Tuesday, August 26, 2008

DaveScot and religion, again

DaveScot responds with a blog post to a comment made over at UncommonlyDense that argues that religious belief is the motor behind ID.

DaveScot replies:

Guilt by association is a logical fallacy.

You can’t ask any ID proponents to give up their religious faith anymore than you can ask an atheist Darwinist to acquire some religious faith. That isn’t how science works.

However, since I’m not a religious person I can quite easily give up any notion that the designer of either the universe or of life itself is a deity. I have no data on the nature of the designer other than what I can determine through the nature of the design.


As far as criticizing ID based on the religious beliefs of a number of its proponents (nearly all of them, actually), DaveScot is correct, it is a logical fallacy. This doesn't mean that ID isn't some sort of religious belief (it is, as I argue below), but it means we shouldn't determine that based on the beliefs of its supporters.
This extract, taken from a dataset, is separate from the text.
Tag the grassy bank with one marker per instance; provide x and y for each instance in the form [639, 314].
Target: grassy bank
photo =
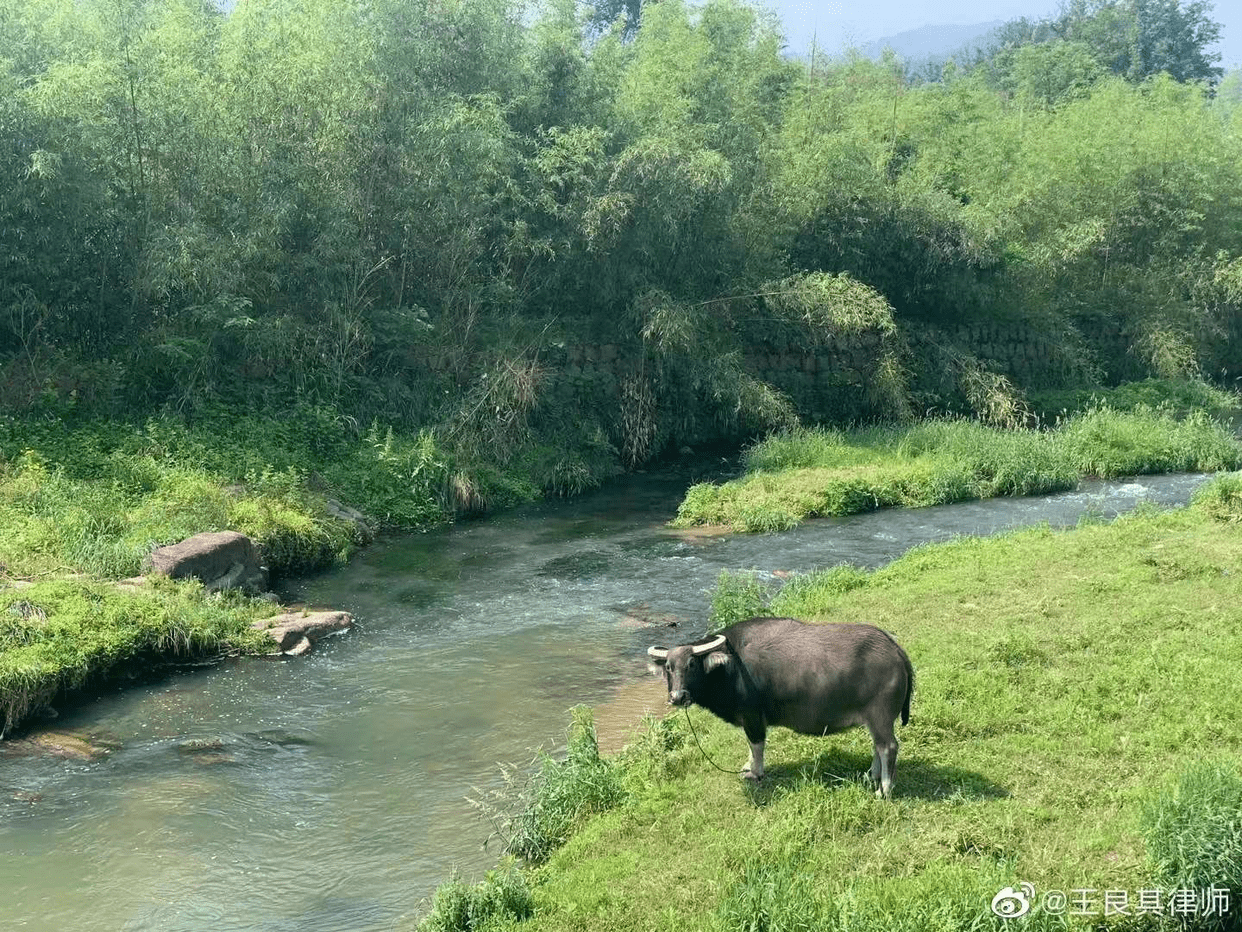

For the same reason, modern evolutionary theory shouldn't be criticized for being supported by a number of atheists (of course, not all supporters are: Ken Miller, Brown University professor and author of one of the most popular biology high school textbooks, is a Catholic -- as is Michael Behe, supporter of ID, to name but one example).

But DaveScot says "I’m not a religious person," a claim that rings hollow given his recent post that correlates ID as proof of God's existence and his claim that ID has a creator.


Here he supports that there was a designer and that designer, while he does not (he compulsively cannot) say it, is a stand in for God. It is an argument from ignorance as well (logical fallacy):

The counter-claim that chance & necessity is capable of the necessary tasks has not been demonstrated. It has not been shown that small mutations can ever accumulate into significant novel functional architectures that we observe in living things today. It has not been shown feasible by computer simulations of population genetics, in a laboratory, or in field observation.


Yes because something "has not been demonstrated" doesn't mean it didn't happen (he applies this rule to ID as well). Science does not work by giving up and suggesting that something supernatural (by definition, the designer is supernatural since there are no "natural" (naturalist is perhaps more appropriate) proofs of its existence) accounted for

directing or steering the course of organic evolution.


In accepting the concept of ID and the concomitant designer behind it, DaveScot is showing that he may not be religious (i.e., he doesn't go to church, pray, read the Bible, what have you), but he certainly believes in something.

In a previous post (commented here on this blog), he states,

So what exactly do they “see” that convinces them that God’s hand is all over the place? Obviously it isn’t rational evidence that can weighed, measured, or otherwise rationally evaulated because that would be science and furthermore it would be the science behind intelligent design.


Here he unequivocally connects "God's hand" with "the science behind intelligent design." If "the science behind intelligent design" shows its supporters "that God's hand is all over the place" -- then why doesn't he believe in God? He may say he doesn't believe in God and he may not even be lying (he may be confused; in order to lie one has to have awareness of an objective reality), but he is certainly confused, unless he doesn't really "believe" the science behind ID. If that's the case, he's just feeding off the money of Christians, just like the televangelists, et al.